Mr Xi is expected to be appointed China's president at a party congress next month that will see major changes in the top echelons of leadership.
However, no date has been set for the meeting, fuelling reports that power struggles in the leadership have yet to be resolved, says the BBC's Asia analyst Charles Scanlon.
'No information'
Journalists had been given several days' notice of Mr Xi's scheduled meeting with Denmark's Helle Thorning-Schmidt on Monday, but the planned talks were taken off the programme.
Last Wednesday, he abruptly called off a meeting with US Secretary of State Hillary Clinton. On a visit to Washington earlier this year Mr Xi was given a reception benefiting a head of state.
He has also missed appointments with Singapore's prime minister and a Russian official.
A spokesman for China's foreign ministry evaded questions about Mr Xi's absence at a briefing on Monday, according to reports, saying he had "no information" to provide.
"We have told everybody everything," Hong Lei said, when pressed.
In response, there has been an inevitable wave of rumours, our correspondent says, with explanations on news sites and Twitter ranging from Mr Xi's possible involvement in a car accident to a power struggle.
Earlier on when Mr Xi missed his meeting with Mrs Clinton, rumours circulated online that he had injured his back while playing sports - suggestions ranged from football to swimming and golf.
Yet another rumour said he may have suffered a mild heart attack.
Attempts to search Mr Xi's name on Chinese micro-blogging sites are now blocked.
Mr Xi is predicted to take the helm from current Chinese President Hu Jintao at the party congress, expected to take place in the second half of October.
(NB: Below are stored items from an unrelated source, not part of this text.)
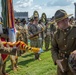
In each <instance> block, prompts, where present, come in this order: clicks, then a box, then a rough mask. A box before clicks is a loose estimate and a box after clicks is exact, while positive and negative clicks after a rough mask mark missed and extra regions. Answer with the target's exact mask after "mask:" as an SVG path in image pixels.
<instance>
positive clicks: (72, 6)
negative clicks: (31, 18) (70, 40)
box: [0, 0, 76, 18]
mask: <svg viewBox="0 0 76 75" xmlns="http://www.w3.org/2000/svg"><path fill="white" fill-rule="evenodd" d="M74 2H76V0H13V7H14V10H15V11H19V12H28V14H29V17H31V16H32V15H33V12H34V11H35V10H37V11H38V13H39V17H41V14H42V13H46V15H47V17H48V18H51V17H52V16H54V14H55V12H56V11H57V10H58V9H64V10H65V11H66V12H67V13H68V14H73V16H74V15H75V6H74ZM0 13H1V0H0ZM0 15H1V14H0Z"/></svg>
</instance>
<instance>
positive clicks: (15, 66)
mask: <svg viewBox="0 0 76 75" xmlns="http://www.w3.org/2000/svg"><path fill="white" fill-rule="evenodd" d="M15 61H16V64H15V67H16V68H18V57H16V59H15Z"/></svg>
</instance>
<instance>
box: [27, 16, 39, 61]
mask: <svg viewBox="0 0 76 75" xmlns="http://www.w3.org/2000/svg"><path fill="white" fill-rule="evenodd" d="M38 32H39V28H38V18H37V17H34V21H33V24H32V25H29V27H28V33H29V35H30V36H33V37H32V38H30V45H31V47H37V48H39V46H40V45H39V34H37V35H35V34H36V33H38ZM34 35H35V36H34ZM30 36H29V37H30ZM39 56H40V54H39V53H35V59H38V60H40V57H39Z"/></svg>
But the dates of the meeting have yet to be announced, prompting speculation that some of the seats on the nine-strong politburo Standing Committee remain unallocated.
There have also been suggestions that the number of seats may be reduced from the current nine to seven.
Beijing has been shaken in recent months by its biggest political scandal in years with the dismissal of a rising star, Bo Xilai, after his wife, Gu Kailai, was investigated for and later convicted of the murder of a British businessman.
Mr Xi may merely be suffering from a bad back, as some of the more mundane rumours suggest.
But the secretive nature of the leadership and the febrile atmosphere in Beijing mean there is growing uncertainty about the long-awaited change in leadership to a new generation, our analyst says.